The truth is, if all my kids had to play with was a handful of rubber bands and three paper clips, they could find things to do for hours. A bit of clay this week, a few popsicle sticks the next, some paper and scissors... there's a certain creative appeal to minimalism. At least, there is to me. But my kids revel in excess, in choice, in the use of kitchen implements in unusual ways that prevent further use as utensils.

So I repress the impulse to call Goodwill for a van-size pick-up. I sort through belongings and books and clothes with an eye toward who needs these things more than we do. I surreptitiously give away the few things I think no one will miss. And now that we've finally succeeded in passing on our board books and baby toys, I have a glimmer of hope that some day we'll downsize.

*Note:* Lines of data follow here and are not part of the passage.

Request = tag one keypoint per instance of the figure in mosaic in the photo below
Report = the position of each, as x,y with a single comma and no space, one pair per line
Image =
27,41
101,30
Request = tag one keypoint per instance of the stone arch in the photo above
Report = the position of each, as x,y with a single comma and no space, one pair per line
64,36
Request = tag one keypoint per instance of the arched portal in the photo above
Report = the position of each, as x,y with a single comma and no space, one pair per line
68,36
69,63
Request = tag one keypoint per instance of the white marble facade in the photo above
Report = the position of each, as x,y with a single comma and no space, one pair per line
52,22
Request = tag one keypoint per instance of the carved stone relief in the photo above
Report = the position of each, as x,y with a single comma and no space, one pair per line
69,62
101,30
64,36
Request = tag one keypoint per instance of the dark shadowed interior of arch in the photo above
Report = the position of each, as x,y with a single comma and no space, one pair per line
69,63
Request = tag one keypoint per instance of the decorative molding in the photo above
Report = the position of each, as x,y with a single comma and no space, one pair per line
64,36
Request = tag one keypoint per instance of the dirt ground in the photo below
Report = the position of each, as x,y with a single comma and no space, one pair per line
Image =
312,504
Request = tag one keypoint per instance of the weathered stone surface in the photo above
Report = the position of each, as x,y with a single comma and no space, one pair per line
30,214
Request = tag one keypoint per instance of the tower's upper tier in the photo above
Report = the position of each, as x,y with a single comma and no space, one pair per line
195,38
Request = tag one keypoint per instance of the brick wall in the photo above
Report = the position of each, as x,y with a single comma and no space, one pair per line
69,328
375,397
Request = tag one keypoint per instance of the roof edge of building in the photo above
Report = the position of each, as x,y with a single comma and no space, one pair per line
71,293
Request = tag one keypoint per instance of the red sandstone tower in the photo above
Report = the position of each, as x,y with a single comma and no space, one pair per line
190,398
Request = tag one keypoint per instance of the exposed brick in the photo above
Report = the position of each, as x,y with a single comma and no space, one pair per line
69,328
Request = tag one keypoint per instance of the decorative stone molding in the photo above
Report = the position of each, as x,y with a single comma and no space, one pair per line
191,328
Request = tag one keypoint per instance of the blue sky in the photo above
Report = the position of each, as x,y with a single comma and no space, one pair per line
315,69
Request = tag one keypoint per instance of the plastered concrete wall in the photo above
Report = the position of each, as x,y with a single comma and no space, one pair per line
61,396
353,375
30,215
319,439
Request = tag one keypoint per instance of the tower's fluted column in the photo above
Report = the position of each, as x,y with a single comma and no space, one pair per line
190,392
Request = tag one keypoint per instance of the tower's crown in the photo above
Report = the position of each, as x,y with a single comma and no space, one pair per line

And perhaps some night I'll be wistful for those times when, half-asleep, I stepped on a tiny Lego on the way to the bathroom.


Monday, May 2, 2011

A mom's game of 20 (or more) questions

Will Dancer get into the ballet school for which she auditioned?
Why hasn't Eldest emailed me back?
Why so snarly yesterday?
When will I have time to talk to Andrew?
[Reminder to self: check up on Big Guy's high school applications]
How am I going to...?
Can we afford four more weeks of art class?
When's the best time to talk to the kids about...?
[Reminder to self: call your mom on Mother's Day]
Which week do we get paid?
When will Snuggler learn to...?
Should I relent, or stick to my guns on that?
[Reminder to self: Buy paper towels if you want the kids to wash the windows]

Do I fly to Detroit with Dancer to get her to the summer program, or have her go alone and save the money?
Did I send in the proofs for that newsletter?
What time is Snuggler's soccer game on Saturday?
Did I write down the date of...?
[Reminder to self: buy fruit]
What was it I just forgot?
[Reminder to self: recharge phone]
When was the last time I made Little Guy write in his journal?
[Reminder to self: check bank balance]
Should I buy Little Guy the supplies to make that circuit board, or not?
[Reminder to self: make kids pick up before bed]
[Reminder to self: too many carbs in the meals today]
What will I make ahead for dinner when I go visit Eldest? (Will they eat it?)
[Reminder to self: ask the super to snake the tub]
[Reminder to self: buy tiles for bathroom]
Where will Little Guy sleep if Big Guy returns home?
Where are we on kids' toothpaste?

How am I going to...?

And you? What do you ask yourself?

Sunday, May 1, 2011

A thought blew through...

The weather report said it would be 60 and sunny yesterday; at 9am on the soccer field it was 48, cloudy and gusty. As I huddled around my cup of tea and chatted with other parents, my mood rose and fell in inverse proportion to the wind. When the sun came out and the wind died down it was as if I were a different person on a different day. And then more clouds blew in, and the temperature -- and my spirits -- dropped again.

It was kind of amusing to observe how quickly my feelings shifted. I wondered: did cave men and women go through this? Is it an age-related thing? Does it matter which part of the country you come from? Are some people more susceptible than others to the weather?